Sacrifices have been made for various reasons, but for the most part they fall into four categories: releasing attachment, in reverence/celebration of gods, to build energy, and to return the energy given by the universe/gods.
In many magickal systems there is a need to release the attachment or memory of a ritual or spell in order for it to work. This is primarily based on the idea that you continue to draw energy from that spell every time you think of it or talk about it, thus weakening the spell. A very common way to do this is through a sacrifice. This is commonly done by taking the ashes of a ritual fire and burying them, burning something, throwing an energized object into a forest, etc. It is almost always some sort of material sacrifice that happens at the very end of the spell or ritual as a closing. I’m not really sure why this works, but it is one of the best ways to break the attachment from the spell. Maybe this is something that we could discuss some more.

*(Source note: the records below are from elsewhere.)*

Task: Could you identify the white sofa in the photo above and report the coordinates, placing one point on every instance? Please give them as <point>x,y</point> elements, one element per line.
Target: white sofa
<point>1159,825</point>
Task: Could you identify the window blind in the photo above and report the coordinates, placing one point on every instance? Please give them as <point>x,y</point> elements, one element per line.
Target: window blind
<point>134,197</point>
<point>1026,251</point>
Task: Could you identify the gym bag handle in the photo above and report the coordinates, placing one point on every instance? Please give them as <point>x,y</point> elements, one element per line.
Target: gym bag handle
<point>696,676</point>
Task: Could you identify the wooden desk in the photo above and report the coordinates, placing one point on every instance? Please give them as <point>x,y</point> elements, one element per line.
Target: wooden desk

Every religion/culture has made sacrifices to celebrate or revere the gods or spirits that they associate with. Some of the examples could be the ritual human sacrifices by the Aztecs, the sacrifice for Lent by Catholics, or even when warriors would pour out the first bit of a drink for their fallen comrades. This is as much to give reverence to the gods and spirits as it is to bring out the emotions necessary for that celebration. The Aztec human sacrifices were a way to call forth the energy of Huitzilopochtli, the sun god, as well as put everyone there in an emotional state to welcome that energy into their lives; that’s not even mentioning the energy that Huitzilopochtli received for each of these sacrifices (they did become an incredibly large empire, maybe this had something to do with it?) There is a lot more to this ritual because it was such a serious sacrifice, but that’s the most important part of it in my opinion. The sacrifice that people make for Lent is a way for people to build up the martyr energy necessary to understand what Easter and Lent are all about. It is also a way to celebrate Jesus’s personal sacrifice made to his followers. The warrior’s sacrifice is different than these because it is obviously more about bringing forth the emotional response of remembering loved ones and celebrating their lives. It is also to remember that we are all mortal and that we should enjoy ourselves. All of these sacrifices give energy to the spirit that is deserving of the sacrifice and gives them power, but it also allows the energy that they are giving to come into their lives through the emotional response of the sacrifice.
As Jessica stated, there is a common idea in many cultures that requires a gift be returned with something worth at least equal value. Therefore, gifts were often more of obligations than gifts. The Norse have a rune called Gebo that signifies this idea as a gift that must be returned or honor and status are lost. Therefore, if you sacrifice something to a god, they are obligated to give you something in return and vice versa. Therefore, a safe voyage on the sea required a gift to the gods of the sea or else they would be angry because the “gift” of safe passage was not returned in equal value. This can also be seen at Christmas time in modern America when people give the most they can afford in order to maintain or achieve a higher status in the family.
I’m sure that I’m missing some categories, but these were the only ones I’ve been able to come up with. I guess that you could categorize spells as well, but these seem pretty clear cut as far as divisions go.